Trees are simple creatures but there is so much more underneath the surface. Like the roots of a cypress tree that extends deep beneath the earth’s top layer, there is a world unknown to man. Trees receive 90% of their nutrients from the air. The rest is sourced from sunlight, water and soil. There isn’t much that we can do about outdoor air quality but we can control the amount of light they receive and nutrients from the soil. As veteran arborists, this is our favorite part of the job. Being able to care for our silent friends is a joy.

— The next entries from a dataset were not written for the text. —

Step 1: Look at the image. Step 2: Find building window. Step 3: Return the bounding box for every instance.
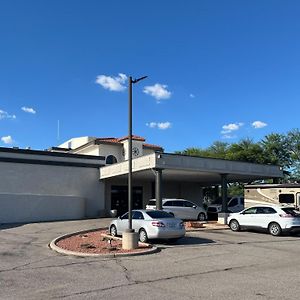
[106,155,117,165]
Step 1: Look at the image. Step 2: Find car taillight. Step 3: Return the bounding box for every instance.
[151,221,165,227]
[279,214,294,218]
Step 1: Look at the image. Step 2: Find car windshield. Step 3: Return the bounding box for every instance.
[281,207,300,217]
[146,211,174,219]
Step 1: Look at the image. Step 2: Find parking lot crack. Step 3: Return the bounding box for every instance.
[0,259,111,273]
[0,257,53,273]
[114,258,133,283]
[52,263,258,299]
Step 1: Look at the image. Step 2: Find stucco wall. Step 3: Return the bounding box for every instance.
[99,144,123,164]
[143,148,155,156]
[59,136,95,149]
[75,145,100,156]
[0,194,85,223]
[0,161,105,223]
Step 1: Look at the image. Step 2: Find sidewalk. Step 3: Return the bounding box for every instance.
[185,221,229,231]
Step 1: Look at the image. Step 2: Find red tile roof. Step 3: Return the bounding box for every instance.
[93,135,163,150]
[143,143,163,150]
[117,135,146,142]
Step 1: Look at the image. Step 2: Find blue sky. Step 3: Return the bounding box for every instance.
[1,0,300,152]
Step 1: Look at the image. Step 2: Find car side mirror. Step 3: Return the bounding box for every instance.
[193,205,197,209]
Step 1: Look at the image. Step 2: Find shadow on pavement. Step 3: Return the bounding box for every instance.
[153,236,216,246]
[0,223,26,230]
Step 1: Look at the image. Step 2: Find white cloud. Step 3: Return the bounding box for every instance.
[252,120,267,129]
[1,135,13,144]
[146,121,172,130]
[189,93,195,98]
[95,73,127,91]
[222,134,236,139]
[147,122,157,128]
[143,83,171,101]
[157,122,172,130]
[221,122,244,134]
[21,106,36,114]
[0,109,16,120]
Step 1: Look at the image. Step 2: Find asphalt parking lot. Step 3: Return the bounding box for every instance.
[1,219,300,300]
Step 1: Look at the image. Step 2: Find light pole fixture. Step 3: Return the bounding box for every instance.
[122,75,147,250]
[128,75,147,230]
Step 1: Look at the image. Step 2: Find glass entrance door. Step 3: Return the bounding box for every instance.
[111,185,143,216]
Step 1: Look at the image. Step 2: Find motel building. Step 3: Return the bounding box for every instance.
[0,135,283,224]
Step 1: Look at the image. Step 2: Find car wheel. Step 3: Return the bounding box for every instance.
[197,212,206,221]
[229,219,240,231]
[268,222,282,236]
[110,225,117,237]
[139,228,148,243]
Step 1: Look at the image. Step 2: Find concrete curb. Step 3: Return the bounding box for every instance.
[49,227,159,258]
[186,227,229,232]
[186,224,229,231]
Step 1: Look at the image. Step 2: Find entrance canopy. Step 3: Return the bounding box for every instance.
[100,153,283,185]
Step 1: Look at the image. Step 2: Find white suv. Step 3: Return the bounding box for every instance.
[228,204,300,236]
[146,199,207,221]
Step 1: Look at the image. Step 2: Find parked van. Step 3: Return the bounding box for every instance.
[244,184,300,208]
[207,196,244,213]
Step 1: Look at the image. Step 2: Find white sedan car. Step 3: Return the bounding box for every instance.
[228,204,300,236]
[109,209,185,243]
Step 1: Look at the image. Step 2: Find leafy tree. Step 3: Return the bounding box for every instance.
[286,129,300,180]
[260,133,291,169]
[206,141,229,159]
[225,138,266,164]
[174,147,207,157]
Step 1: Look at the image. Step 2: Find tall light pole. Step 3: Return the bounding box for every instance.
[128,75,147,230]
[123,75,147,250]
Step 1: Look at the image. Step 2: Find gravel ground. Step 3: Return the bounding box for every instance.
[56,229,152,254]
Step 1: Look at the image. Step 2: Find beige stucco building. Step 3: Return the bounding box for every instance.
[0,135,283,224]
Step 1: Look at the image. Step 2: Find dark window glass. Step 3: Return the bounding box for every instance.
[164,201,174,207]
[229,198,238,207]
[106,155,118,165]
[243,207,257,214]
[184,201,194,207]
[256,207,265,214]
[146,211,174,219]
[256,207,276,214]
[282,208,300,217]
[133,211,144,220]
[263,207,276,214]
[279,194,295,204]
[173,201,185,207]
[121,212,129,219]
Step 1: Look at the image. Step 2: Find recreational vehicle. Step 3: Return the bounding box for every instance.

Trees need access to a reliable water source. They consume 2000 liters of water annually. Although they consume a great deal of water, it is easy to over water them. Instead of increasing your tree’s water intake, we can add mulch around the base. Mulch serves as a blanket and helps trees to retain moisture. It is more difficult for trees to develop a strong root system in cold climates. Mulch can help mitigate the extreme cold temperatures during the winter months. Allow us to take a look at your irrigation system and analyze the amount of water your trees receive to ensure that they thrive.
Nutrient rich soil is vital for your tree’s health. Did you know that trees have memory? They respond to their present based on what occurred in the past. If the soil quality is poor, a tree will limit its growth and flowering based on an expectation of lack. Remember that trees never grow beyond their means. Based on the expectation of a lack of nutrients, it can be expected that they will limit their growth the following year. If you desire healthy trees, it is important that the soil and fertilizer be rich and specially formulated for the species, soil quality and amount of light the tree receives.
Photosynthesis is a process in which trees take the energy from light and transforms it into oxygen. Trees and marine plants are the biggest suppliers of the earth’s oxygen. Trees of varying species and other plants will compete with each other for access to light. If two of the same species are growing next to each other, they will not grow taller than their neighbor. This strategy ensures that the whole rather than the individual wins. In many yards and fields throughout Abbotsville, differing species are planted in the same vicinity. They are not of the same tribe and will therefore do whatever they can to individually guarantee survival of their species.
Pruning, Mulching and Root Care
There are three main parts of a tree: the crown, the trunk and the roots. Each section of the tree is vital. The roots carry vital nutrients to the rest of the tree and to other trees within the same species. Too much water results in weak roots and the tree is likely to shift. Mulching has multiple benefits. It prevents erosion and acts as a blanket in the winter and summer. Mulch allows trees to retain moisture during intense heat. In the winter it provides warmth. As mulch disintegrates, nutrients are deposited back into the soil. Pruning is a necessary part of urban and suburban tree care. Proper pruning in autumn gives trees a chance to flower and bloom in the summer months.